What is worth noting is that the dialectical relation between old and new, and friends and foes are carefully scrutinized by Ho’s case studies of Fangua Lane and the class education exhibition. Ho states that ‘Fangua Lane Past and Present’ was made into an exhibition, model, and textbook to show the stark contrast between the pre-1949 and post-1949 transformation of a shanty town located in Shanghai (p. 90). Addressing on a comparable note, Ho regards the Socialist Education Movement and the class education exhibition as part of the Maoist legacy that cultivated class-based consciousness of the people during the Cultural Revolution (1966-1976). Ho observes that physical and symbolic scars from the ‘Old China’ were made into politics on display and purposed to ‘spark class feeling’ in socialist ‘New China’ (p. 155).

The chapter on object lessons of the Cultural Revolution and exhibitions of Red Guard achievements is probably one of the most intriguing sections of the entire work. Ho brings a refreshing perspective on what was new in the genre of Red Guard exhibitions. She discovers that ‘the objects on display were arguments for the Cultural Revolution and for the Red Guards as the correct interpreters of Mao Zedong Thought’ (p. 197). According to Ho herself, the docents’ notes were an illuminating part of her archival research because they were the first-hand and at the same time controversial evidence of violent house searches during the decade of turmoil, let alone historical narratives on how material objects were innately associated with class status and thus became the so-called ‘proofs of class crimes’ by Maoist standards. Ho inspires readers by stating that although Red Guard exhibitions were ephemeral, they played a long lasting role in exhibiting class struggles and in calling on the masses to attack and condemn in a city that was often critiqued to have housed material abundance and ideological contamination by the bourgeoisie before it embarked on the socialist journey.

Inspiration and Critique


Written from a unique vantage point, namely, how revolution was curated to make itself successful at the local and grass-roots level in the Mao era, the book unfolds the myth behind Mao’s continuous revolution. It is in this sense that it has brought new light to the field of modern Chinese history and studies of the Cultural Revolution.
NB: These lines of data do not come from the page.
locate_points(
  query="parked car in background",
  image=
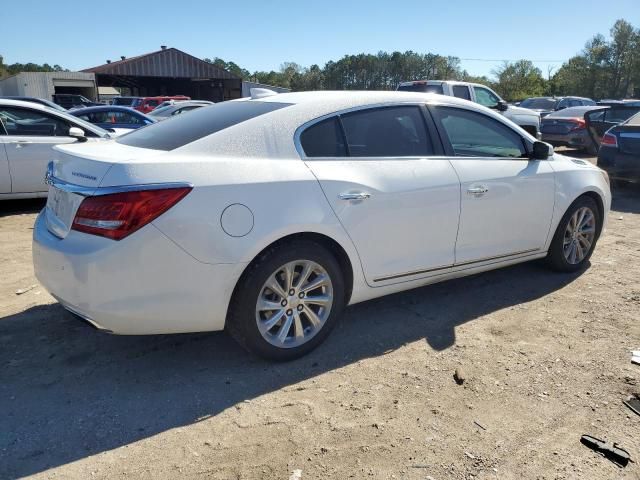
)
(147, 104)
(619, 152)
(567, 128)
(27, 132)
(41, 101)
(199, 201)
(113, 117)
(546, 105)
(525, 118)
(601, 119)
(69, 101)
(124, 101)
(178, 107)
What remained theoretically and empirically challenging for the author is the question as to whether the culture of curating revolution in Shanghai could represent that of the entire nation. Although Ho briefly discusses her choice of research site in the introduction of the book, the historical particularity of Shanghai often known as a city that has battled with socialism and yet kept the bourgeois cultural, ideological, and political tradition that distinguishes itself from the rest of the nation needs further mention and elaboration. It would also be necessary to include the word ‘Shanghai’ in the book title and clarify how the city is deemed the unarguable showcase of the nation’s rather diverse revolutionary and curating experience.

Another perhaps more of a theoretical concern seems to be that rather than foregrounding the dialectical nature of the Maoist revolution by examining how the masses were able to consciously transcend themselves and become the ‘Socialist New Men’, the book regards revolutionary practices such as curating under Mao solely as externalized ideological propaganda. Thought reform in the Mao era has engendered polemic discussions in the academic and political worlds in the past decades, nevertheless, if revolution is only seen as an imposing force to an assumingly uncritical mass then this kind of argument fundamentally overlooks the Marxist historical-material tradition.

Such quibbles are meant to provoke a continuous intellectual debate on China’s socialist revolutionary legacy. The enormous amount of information and invaluable historical findings provided by the book contributes greatly to the rigorous research on the Cultural Revolution. The book would be an insightful text for undergraduate and graduate students, scholars, and general readers who would like to study history of museums, curation, and the Cultural Revolution during China’s socialist period.